Some Indian analysts and former naval officers also approach Braithwaite’s proposal with cautious optimism. Speaking to The Diplomat, retired Commander Abhijit Singh noted that while India would welcome a greater U.S. presence in the Indian Ocean, especially if it helps with capacity building in smaller third countries, the First Fleet, if it were to eventuate, “would concern some people in the establishment” given that it would act to detract from India’s self-identified position as the preeminent Indian Ocean regional power. Singh, who now heads the Maritime Policy Initiative at the Observer Research Foundation, a New Delhi think tank, added that a greater U.S. naval presence in the region in the long run would also signal that India is “no longer the principal security provider” in the region, which had been the U.S. expectation especially since India’s role as a first responder in the 2004 Indian Ocean tsunami. Given that the Indian Ocean forms the Indian navy’s interior lines (and China’s exterior), it “doesn’t need the U.S. navy to wage war” on behalf of India, Singh noted, and so an additional U.S. numbered fleet in unlikely to make much difference to India militarily.
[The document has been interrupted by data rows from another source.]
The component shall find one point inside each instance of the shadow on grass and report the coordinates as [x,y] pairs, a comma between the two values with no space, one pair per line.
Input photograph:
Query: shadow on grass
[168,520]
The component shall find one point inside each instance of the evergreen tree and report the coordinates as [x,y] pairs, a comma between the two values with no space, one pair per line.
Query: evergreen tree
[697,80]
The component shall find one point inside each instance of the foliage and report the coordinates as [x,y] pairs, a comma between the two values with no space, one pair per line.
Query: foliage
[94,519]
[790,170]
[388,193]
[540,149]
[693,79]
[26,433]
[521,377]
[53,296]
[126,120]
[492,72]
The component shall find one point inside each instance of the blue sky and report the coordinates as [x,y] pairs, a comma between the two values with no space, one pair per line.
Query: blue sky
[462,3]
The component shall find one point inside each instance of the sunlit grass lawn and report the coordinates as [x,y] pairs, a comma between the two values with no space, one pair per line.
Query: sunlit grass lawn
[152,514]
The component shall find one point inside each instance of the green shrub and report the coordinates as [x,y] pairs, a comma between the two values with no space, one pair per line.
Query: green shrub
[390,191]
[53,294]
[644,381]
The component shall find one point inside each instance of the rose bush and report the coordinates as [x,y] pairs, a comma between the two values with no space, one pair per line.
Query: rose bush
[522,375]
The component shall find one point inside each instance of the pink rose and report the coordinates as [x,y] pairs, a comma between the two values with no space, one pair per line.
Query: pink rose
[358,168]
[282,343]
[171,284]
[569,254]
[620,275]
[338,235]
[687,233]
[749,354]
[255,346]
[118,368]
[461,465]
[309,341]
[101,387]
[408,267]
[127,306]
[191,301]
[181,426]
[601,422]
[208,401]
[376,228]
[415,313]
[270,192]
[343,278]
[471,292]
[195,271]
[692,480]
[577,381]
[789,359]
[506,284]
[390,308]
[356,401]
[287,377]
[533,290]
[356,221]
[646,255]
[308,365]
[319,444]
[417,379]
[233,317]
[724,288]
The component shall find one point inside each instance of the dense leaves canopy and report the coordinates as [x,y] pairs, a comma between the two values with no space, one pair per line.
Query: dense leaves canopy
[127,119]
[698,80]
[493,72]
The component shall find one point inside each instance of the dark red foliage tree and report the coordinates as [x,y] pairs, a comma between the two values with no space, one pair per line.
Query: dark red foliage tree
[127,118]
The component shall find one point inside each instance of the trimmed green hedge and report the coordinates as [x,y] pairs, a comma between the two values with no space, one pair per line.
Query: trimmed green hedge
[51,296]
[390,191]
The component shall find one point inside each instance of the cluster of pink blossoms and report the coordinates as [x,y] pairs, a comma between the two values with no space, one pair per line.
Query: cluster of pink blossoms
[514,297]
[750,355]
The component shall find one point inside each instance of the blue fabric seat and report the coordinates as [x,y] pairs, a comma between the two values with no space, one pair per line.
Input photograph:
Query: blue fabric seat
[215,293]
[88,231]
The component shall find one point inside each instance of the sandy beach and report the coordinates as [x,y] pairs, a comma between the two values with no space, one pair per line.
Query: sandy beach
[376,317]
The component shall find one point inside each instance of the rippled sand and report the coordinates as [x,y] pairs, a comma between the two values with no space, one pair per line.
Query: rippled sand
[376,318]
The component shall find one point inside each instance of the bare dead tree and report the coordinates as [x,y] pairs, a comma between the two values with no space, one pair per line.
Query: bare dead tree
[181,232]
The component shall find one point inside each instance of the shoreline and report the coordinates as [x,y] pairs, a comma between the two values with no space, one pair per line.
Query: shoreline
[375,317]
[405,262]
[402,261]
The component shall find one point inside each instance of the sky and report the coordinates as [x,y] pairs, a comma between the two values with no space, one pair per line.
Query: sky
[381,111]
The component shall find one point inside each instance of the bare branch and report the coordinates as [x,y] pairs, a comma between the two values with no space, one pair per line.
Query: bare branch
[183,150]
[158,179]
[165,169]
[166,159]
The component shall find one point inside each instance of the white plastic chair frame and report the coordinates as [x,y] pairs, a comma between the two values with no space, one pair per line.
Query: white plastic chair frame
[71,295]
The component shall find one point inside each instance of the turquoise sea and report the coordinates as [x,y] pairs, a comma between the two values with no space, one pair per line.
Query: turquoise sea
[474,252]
In the very recent past, India has welcomed a much larger role for the U.S. in its own backyard, including welcoming the U.S.-Maldives military agreement inked in September. And, as Singh noted, the U.S. has been very careful in not undermining India’s influence in its own backyard. That said, India has also welcomed Russia into the Indian Ocean region, with Prime Minister Narendra Modi floating a proposal for a Vladivostok-Chennai maritime route last year. An India-Russia military logistics agreement is also under discussion. To what end does a greater U.S. presence in the Indian Ocean – through a new numbered fleet, for example — square with Indian partnership with a power inimical to the U.S. remains to be seen.